I just feel so sick right now.
I don’t know if the Millers know who I am or whether Andrés has told them I’m here today. I don’t know if they’ll hate me because I survived and their daughter didn’t.
I lean forward onto the hood of the SUV as I stand to the side of it, crossing my arms and laying my head down on them. Andrés and his film crew are inside to set up for filming, and I’m waiting for him to come and get me.

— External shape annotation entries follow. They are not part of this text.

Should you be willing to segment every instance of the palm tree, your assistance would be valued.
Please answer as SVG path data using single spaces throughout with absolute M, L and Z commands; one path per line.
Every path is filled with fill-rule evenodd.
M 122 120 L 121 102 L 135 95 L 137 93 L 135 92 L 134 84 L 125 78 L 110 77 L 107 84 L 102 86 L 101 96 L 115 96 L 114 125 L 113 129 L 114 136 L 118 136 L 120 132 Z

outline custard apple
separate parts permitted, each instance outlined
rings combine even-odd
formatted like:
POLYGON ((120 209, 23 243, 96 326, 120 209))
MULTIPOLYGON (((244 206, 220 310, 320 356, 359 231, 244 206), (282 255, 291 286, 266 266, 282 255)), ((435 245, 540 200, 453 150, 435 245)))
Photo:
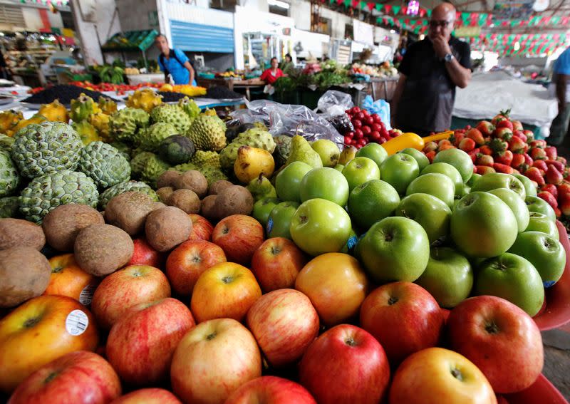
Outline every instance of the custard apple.
POLYGON ((111 115, 110 128, 113 137, 120 142, 133 142, 140 128, 148 127, 149 115, 143 110, 126 108, 111 115))
POLYGON ((125 182, 120 182, 105 190, 99 197, 99 208, 105 210, 110 200, 117 195, 128 191, 140 192, 148 195, 155 202, 158 202, 159 200, 158 195, 157 195, 154 190, 147 184, 140 181, 127 181, 125 182))
POLYGON ((156 123, 172 123, 177 133, 186 133, 190 128, 190 118, 178 105, 162 104, 150 112, 150 119, 156 123))
POLYGON ((20 183, 20 176, 10 153, 0 149, 0 197, 14 193, 20 183))
POLYGON ((40 224, 61 204, 78 203, 97 206, 99 192, 95 182, 83 172, 63 170, 32 180, 22 191, 20 212, 30 222, 40 224))
POLYGON ((95 180, 99 188, 108 188, 130 177, 130 165, 119 150, 108 143, 92 142, 79 153, 79 171, 95 180))
POLYGON ((202 114, 194 120, 187 136, 196 150, 218 152, 226 146, 226 124, 217 116, 202 114))
POLYGON ((20 173, 28 178, 62 170, 73 170, 79 161, 81 139, 66 123, 32 124, 14 135, 11 152, 20 173))
POLYGON ((146 130, 139 130, 135 135, 134 142, 141 150, 156 152, 160 142, 177 133, 176 128, 172 123, 158 122, 146 130))

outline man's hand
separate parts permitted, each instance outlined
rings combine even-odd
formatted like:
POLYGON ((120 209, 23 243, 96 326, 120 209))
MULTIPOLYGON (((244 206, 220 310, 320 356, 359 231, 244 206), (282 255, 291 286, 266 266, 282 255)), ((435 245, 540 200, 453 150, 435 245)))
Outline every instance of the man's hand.
POLYGON ((436 36, 432 39, 432 43, 433 43, 433 50, 435 51, 435 54, 440 59, 442 59, 443 56, 447 53, 452 53, 450 44, 442 36, 436 36))

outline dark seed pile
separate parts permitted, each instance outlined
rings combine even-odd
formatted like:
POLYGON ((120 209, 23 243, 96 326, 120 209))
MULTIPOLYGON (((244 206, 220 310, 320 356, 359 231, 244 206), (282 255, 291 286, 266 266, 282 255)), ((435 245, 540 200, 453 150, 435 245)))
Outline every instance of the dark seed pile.
MULTIPOLYGON (((78 87, 77 86, 58 84, 57 86, 48 87, 39 93, 36 93, 28 97, 22 102, 30 103, 31 104, 49 104, 56 100, 59 100, 59 102, 62 104, 69 104, 71 103, 71 100, 79 97, 81 93, 91 97, 95 101, 99 100, 99 97, 106 97, 105 94, 99 93, 98 91, 92 91, 87 88, 78 87)), ((117 101, 118 100, 113 99, 113 100, 117 101)))

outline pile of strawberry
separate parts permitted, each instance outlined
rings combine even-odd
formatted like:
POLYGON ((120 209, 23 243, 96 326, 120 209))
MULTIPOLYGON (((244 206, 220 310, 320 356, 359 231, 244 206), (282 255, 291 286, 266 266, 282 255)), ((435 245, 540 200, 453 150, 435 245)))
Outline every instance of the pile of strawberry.
POLYGON ((466 152, 475 165, 475 172, 519 173, 533 181, 538 196, 551 206, 556 215, 570 216, 570 167, 546 140, 534 140, 531 130, 501 111, 491 122, 483 120, 475 128, 455 130, 449 140, 430 142, 423 152, 430 161, 446 149, 466 152))
POLYGON ((370 143, 381 145, 402 134, 401 130, 397 129, 388 130, 379 115, 370 114, 363 108, 353 107, 345 112, 354 127, 353 131, 343 133, 344 144, 347 146, 359 149, 370 143))

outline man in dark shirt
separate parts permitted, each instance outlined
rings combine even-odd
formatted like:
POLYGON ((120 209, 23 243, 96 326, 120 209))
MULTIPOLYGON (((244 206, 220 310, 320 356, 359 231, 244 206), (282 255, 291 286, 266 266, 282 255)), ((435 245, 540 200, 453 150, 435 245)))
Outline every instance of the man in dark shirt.
POLYGON ((432 12, 428 38, 408 48, 392 100, 394 124, 420 135, 450 128, 455 86, 471 80, 469 44, 451 36, 455 8, 442 3, 432 12))

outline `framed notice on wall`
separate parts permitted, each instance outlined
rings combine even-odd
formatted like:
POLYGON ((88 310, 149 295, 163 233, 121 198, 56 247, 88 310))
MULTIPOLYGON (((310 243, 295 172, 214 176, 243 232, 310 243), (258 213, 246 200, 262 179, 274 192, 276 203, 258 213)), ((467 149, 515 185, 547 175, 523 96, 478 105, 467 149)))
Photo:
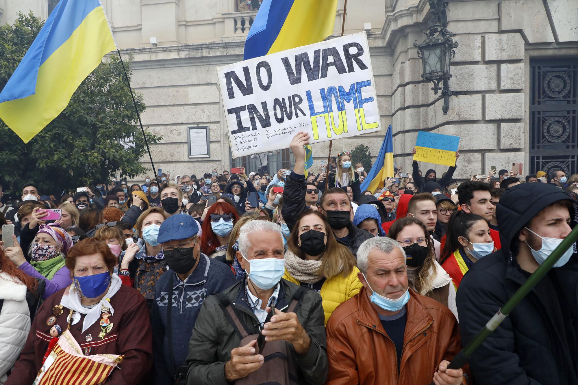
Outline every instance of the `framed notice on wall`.
POLYGON ((188 157, 209 156, 209 127, 189 127, 188 157))

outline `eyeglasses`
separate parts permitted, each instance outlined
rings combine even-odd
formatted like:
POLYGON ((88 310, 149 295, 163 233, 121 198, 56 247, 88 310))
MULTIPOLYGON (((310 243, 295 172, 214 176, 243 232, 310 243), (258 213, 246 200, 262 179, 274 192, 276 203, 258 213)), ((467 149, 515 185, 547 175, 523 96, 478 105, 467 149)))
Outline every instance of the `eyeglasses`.
POLYGON ((106 223, 99 223, 98 224, 97 224, 96 226, 94 227, 94 228, 98 230, 101 227, 104 227, 105 226, 108 226, 109 227, 114 227, 114 226, 116 225, 116 224, 117 222, 114 222, 114 221, 107 222, 106 223))
POLYGON ((398 242, 404 247, 411 247, 412 245, 414 243, 417 243, 420 246, 423 247, 428 245, 428 239, 421 237, 417 239, 417 242, 413 242, 413 239, 412 239, 411 238, 407 238, 402 241, 398 240, 398 242))
POLYGON ((221 218, 223 218, 223 220, 225 221, 225 222, 228 222, 229 221, 230 221, 231 219, 233 219, 232 214, 227 214, 227 213, 211 214, 210 216, 209 216, 210 217, 212 222, 218 222, 220 220, 221 220, 221 218))
MULTIPOLYGON (((194 243, 192 244, 192 247, 194 247, 195 245, 197 245, 197 240, 195 240, 194 243)), ((191 244, 190 244, 190 242, 181 242, 180 243, 179 243, 179 245, 177 245, 176 246, 176 247, 175 247, 173 246, 170 246, 170 245, 167 245, 166 246, 162 246, 162 253, 164 254, 165 254, 165 256, 170 256, 171 254, 172 254, 173 253, 173 251, 175 251, 175 249, 178 249, 179 250, 180 250, 181 251, 188 251, 188 250, 191 250, 191 244)))

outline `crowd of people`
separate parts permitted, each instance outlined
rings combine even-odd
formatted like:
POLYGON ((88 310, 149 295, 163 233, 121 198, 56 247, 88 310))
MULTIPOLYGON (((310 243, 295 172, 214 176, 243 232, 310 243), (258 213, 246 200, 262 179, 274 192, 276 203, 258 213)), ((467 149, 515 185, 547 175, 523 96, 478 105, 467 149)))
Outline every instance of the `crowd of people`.
POLYGON ((361 191, 349 151, 306 173, 308 139, 272 175, 25 183, 0 205, 0 384, 80 383, 82 358, 111 384, 578 384, 575 245, 448 366, 576 225, 578 174, 414 161, 361 191))

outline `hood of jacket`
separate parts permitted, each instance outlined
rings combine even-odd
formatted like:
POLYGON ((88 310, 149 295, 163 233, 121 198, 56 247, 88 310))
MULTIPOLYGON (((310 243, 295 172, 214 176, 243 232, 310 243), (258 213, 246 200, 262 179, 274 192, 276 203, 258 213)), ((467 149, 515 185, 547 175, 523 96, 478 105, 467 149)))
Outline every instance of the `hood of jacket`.
POLYGON ((394 222, 400 218, 405 218, 407 216, 407 205, 409 203, 409 200, 412 198, 413 198, 413 195, 410 194, 402 194, 399 197, 399 201, 398 202, 397 210, 395 212, 395 219, 389 222, 386 222, 381 226, 386 234, 390 231, 390 228, 391 227, 391 225, 394 224, 394 222))
POLYGON ((520 231, 540 211, 555 202, 568 200, 572 202, 571 226, 576 224, 578 205, 566 192, 546 183, 522 183, 508 188, 496 206, 496 217, 500 229, 502 250, 509 261, 518 253, 517 239, 520 231))
MULTIPOLYGON (((377 202, 377 199, 376 201, 374 204, 379 205, 379 203, 377 202)), ((370 203, 360 205, 360 206, 357 208, 357 210, 355 211, 355 216, 353 217, 353 224, 357 226, 360 223, 368 218, 371 218, 377 221, 377 235, 379 236, 385 236, 383 229, 381 228, 381 217, 379 215, 377 209, 370 203)))

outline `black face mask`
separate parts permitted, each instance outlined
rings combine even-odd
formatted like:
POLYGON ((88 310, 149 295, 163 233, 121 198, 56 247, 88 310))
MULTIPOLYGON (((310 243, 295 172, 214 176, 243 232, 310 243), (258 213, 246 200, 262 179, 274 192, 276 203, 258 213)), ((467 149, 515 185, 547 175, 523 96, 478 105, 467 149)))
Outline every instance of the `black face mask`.
POLYGON ((169 214, 174 214, 179 209, 179 199, 173 197, 167 197, 161 200, 162 209, 169 214))
POLYGON ((186 274, 195 266, 196 260, 193 258, 193 250, 194 247, 184 251, 175 248, 171 254, 165 254, 166 264, 177 274, 186 274))
POLYGON ((417 267, 424 264, 424 261, 429 255, 429 247, 421 246, 417 243, 410 247, 403 246, 405 250, 405 263, 410 267, 417 267))
POLYGON ((301 251, 308 256, 318 256, 325 249, 325 234, 313 229, 299 236, 301 240, 301 251))
POLYGON ((336 230, 340 230, 351 223, 349 213, 349 211, 338 210, 329 210, 325 212, 329 225, 331 227, 331 228, 334 228, 336 230))

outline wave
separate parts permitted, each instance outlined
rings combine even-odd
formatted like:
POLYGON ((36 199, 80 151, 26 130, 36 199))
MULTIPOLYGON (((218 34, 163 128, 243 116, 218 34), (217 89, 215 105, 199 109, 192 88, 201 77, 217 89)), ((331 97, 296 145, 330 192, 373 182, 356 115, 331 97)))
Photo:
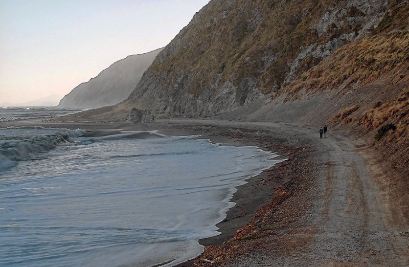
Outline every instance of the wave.
MULTIPOLYGON (((8 129, 17 128, 47 129, 40 126, 13 127, 8 129)), ((24 140, 0 140, 0 171, 15 166, 17 161, 24 160, 33 154, 43 153, 61 144, 74 143, 74 138, 80 137, 83 134, 81 130, 77 129, 67 132, 34 136, 24 140)))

I hear the front door click open and my heart pounds against my ribcage. I stay right where I am, head on my arms, leaned over the vehicle, and I do my best to steady my breathing. Andrés’ touch is gentle and calming as he places his hand on the center of my back, rubbing in a slow circle. Then he slips his arm around my waist, coming to stand beside me, leaning over the hood with me. I turn my head to the side to look at him and I’m met with such warmth in his deep brown eyes that it actually makes me smile at him—only a little.
He gives me a small grin. “I told the Millers you’re here.”
“Just now?”
“Yeah.”
“Are they mad?”
His brow furrows. “Why would they be mad?”
“Because I’m here. It’s gotta be hard enough for them to do this without seeing me, knowing that I survived and their daughter didn’t.”
“Just come inside, okay? I promise, this will be good, for you and for the Millers.”
My stomach coils in a knot. “I feel sick.”
“I know,” he says as if he’s done this a million times before. I suppose he might have in his business withVindication. I never really thought about it—I just pictured him being on the business side of things, but he’s just so cool, so calm, like he’s comfortable working with someone like me.
Victims.
Survivors.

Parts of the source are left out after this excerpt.